However, not only does the speed of the transition matter but so does its extent. As the authors claim, simultaneously promoting growth in new sectors and protecting the old ones is impossible. Growth was significantly weaker in countries where private firms lacked access to loans (loans went to state enterprises), which hindered new firms from entering the market and disrupting the inefficient status quo. In Belarus, for example, private companies comprise only 26% of the market — significantly less than the Commonwealth of Independent States average. Economic transformation was also delayed by other “bumps” in the playing field, such as allowing inefficient state companies to delay paying for energy and covering the resulting losses by raising prices to private companies.

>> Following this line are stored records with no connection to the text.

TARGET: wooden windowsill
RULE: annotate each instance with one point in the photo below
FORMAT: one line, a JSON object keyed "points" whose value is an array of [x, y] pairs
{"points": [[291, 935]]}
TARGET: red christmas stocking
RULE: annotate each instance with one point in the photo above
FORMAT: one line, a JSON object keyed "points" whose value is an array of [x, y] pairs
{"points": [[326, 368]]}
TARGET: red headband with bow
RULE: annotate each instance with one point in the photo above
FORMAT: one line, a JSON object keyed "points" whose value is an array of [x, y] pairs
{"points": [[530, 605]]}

Bottom Line: Quick and extensive reforms in post-Soviet states have been more efficient and less costly in the long term than long and partial reforms. Those countries that implemented “shock policies” suffered a lot initially but then grew more quickly. Countries that moved more slowly stagnated without realizing their potential.

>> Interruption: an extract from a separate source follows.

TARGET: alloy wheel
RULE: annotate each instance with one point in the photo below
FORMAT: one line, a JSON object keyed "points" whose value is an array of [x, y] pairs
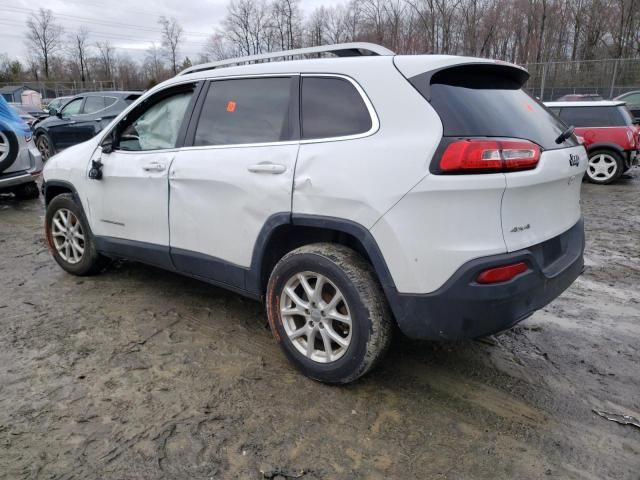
{"points": [[602, 167], [67, 235], [4, 146], [44, 147], [316, 317]]}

* Please help my Real Donut Economics** students by commenting on unclear analysis, alternative perspectives, better data sources, or maybe just saying something nice 🙂

** Why “Real”? In short, because (a) Raworth’s claims to being a “21st century economist” denies that all of her ideas were presented by others in the 20th century and (b) she presents no viable mechanisms (besides “be nice”) for achieving equality and sustainability. My students are more realistic. In long? Read this.

Author: David Zetland

I'm a political-economist from California who now lives in Amsterdam.

2 thoughts on “Progress in post-communist Europe”

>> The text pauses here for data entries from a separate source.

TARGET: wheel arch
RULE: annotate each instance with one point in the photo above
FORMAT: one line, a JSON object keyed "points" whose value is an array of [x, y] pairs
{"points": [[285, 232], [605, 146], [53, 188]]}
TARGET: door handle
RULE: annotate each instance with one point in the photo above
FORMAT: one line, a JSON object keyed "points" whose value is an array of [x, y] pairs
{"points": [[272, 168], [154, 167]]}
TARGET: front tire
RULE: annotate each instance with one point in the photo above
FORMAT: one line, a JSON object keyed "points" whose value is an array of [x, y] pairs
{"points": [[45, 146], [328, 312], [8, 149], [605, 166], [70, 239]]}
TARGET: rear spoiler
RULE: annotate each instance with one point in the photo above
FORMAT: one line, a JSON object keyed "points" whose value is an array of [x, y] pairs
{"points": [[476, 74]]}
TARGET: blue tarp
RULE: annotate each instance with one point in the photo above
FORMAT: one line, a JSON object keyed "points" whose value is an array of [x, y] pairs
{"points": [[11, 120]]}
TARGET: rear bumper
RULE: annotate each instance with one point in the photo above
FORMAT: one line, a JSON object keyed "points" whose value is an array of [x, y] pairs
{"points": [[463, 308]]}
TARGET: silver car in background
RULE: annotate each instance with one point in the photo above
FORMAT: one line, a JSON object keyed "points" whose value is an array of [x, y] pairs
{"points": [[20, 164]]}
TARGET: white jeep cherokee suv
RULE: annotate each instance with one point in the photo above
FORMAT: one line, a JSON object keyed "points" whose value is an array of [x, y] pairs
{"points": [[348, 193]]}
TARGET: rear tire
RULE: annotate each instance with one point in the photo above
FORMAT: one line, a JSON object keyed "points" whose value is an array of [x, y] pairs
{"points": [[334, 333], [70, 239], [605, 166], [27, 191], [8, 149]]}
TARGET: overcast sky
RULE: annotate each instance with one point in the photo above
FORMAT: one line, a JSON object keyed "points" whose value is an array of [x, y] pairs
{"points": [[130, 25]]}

  1. I think that the topic of your blogpost is interesting. I know that there is also some comparative politics literature on democratization that compares post-soviet states to Latin America. Maybe there are some useful insights to be taken from this literature? Besides that, I think it could be useful to explicitly identify some different indicators on the “similar economic starting points”. Further, you could then do a most-similar systems study or most different systems study, respectively identifying and analysing either two countries that are similar but have different outcomes or two countries that are different and have the same outcome. This would potentially focus your paper and improve your analysis.

  2. Hi Alex!
    Thanks for your comment and recommendations! I havent heard about the study comparing Latin America to Post-Soviet countries, I’ll definitely look into that!
    In my essay, I will definitely look into a few different macroeconomical factors (GDP, inflation, unemployment, etc.), I hope this will make it easier to establish the “similarity of starting points” 🙂
    And regarding comparative case studies – I was thinking of doing the “most-similar” systems study (since it lets me control for most confounding factors), but “most-different” one could also be interesting (maybe it could result in rejecting an existing theory in the field?)
    Overall, thanks so much for the feedback!!